La band raggiunge l’apice della sua popolarità. Le numerose partecipazioni ai festival estivi mostrano una macchina perfetta che il pubblico gradisce. Ma paradossalmente, poco prima della fine del 1995 i Kyuss si sciolgono. Non è mai stata chiara la reale motivazione che ha indotto i musicisti a intraprendere questa scelta, anche se alla base esisteva una diversità di vedute tra Garcia da una parte e Homme e Goss dall’altra. I diretti interessati non hanno mai voluto affrontare a fondo il discorso.

Qui finiscono i Kyuss, ma è bene ricordare che praticamente tutti i membri del gruppo hanno continuato le loro carriere con altri progetti: Brant Bjork ha intrapreso la carriera solista, dopo essere passato dai Fu Manchu, Nick Oliveri ha creato i Mondo Generator (nome mutuato da una canzone di Blues for the red sun), John Garcia ha dato inizialmente vita agli Slo Burn nel 1996, pubblicando un mini album, e successivamente, insieme a Scott Reeder, ha fondato gli Unida, Alfredo Hernandez ha bazzicato da una band all’altra (l’ultima gli Orquesta del Desierto) mentre Josh Homme, ha fondato i Gamma Ray, presto divenuti Queens Of The Stone Age.
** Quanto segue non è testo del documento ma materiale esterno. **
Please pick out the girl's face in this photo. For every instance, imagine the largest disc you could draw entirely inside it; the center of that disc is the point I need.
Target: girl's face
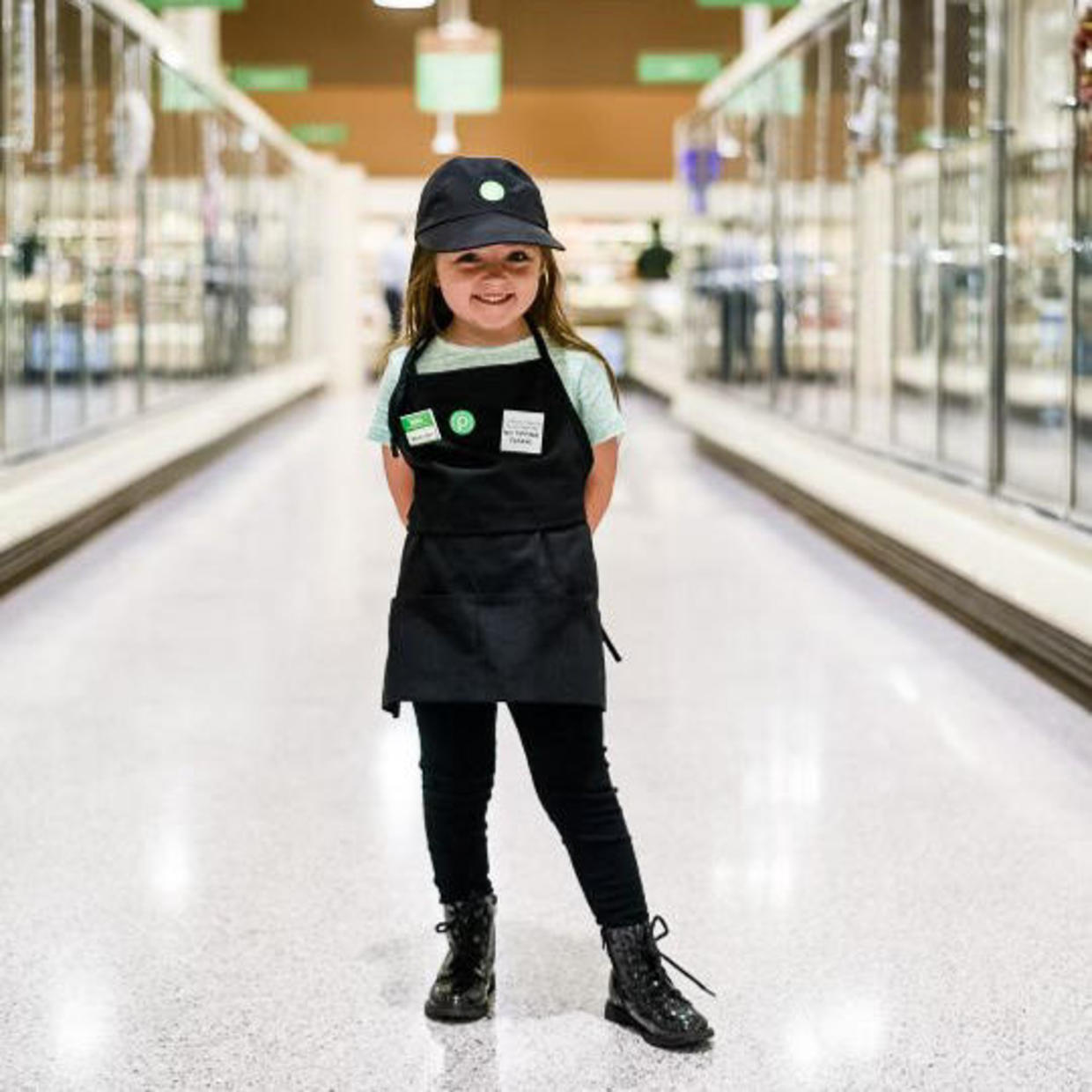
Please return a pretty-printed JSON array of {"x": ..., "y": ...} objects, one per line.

Da menzionare, infine, lo split album Kyuss / Queens Of The Stone Age del 1997 (ma le registrazioni dei Kyuss risalgono all’anno precedente), in cui la band di Palm Desert incide tre brani tra i quali la cover dei Black Sabbath “Into the void”, quasi un omaggio, nel loro canto del cigno, al gruppo che (anche se limitatamente ai dischi dei primi anni ’70), forse, li ha maggiormente influenzati.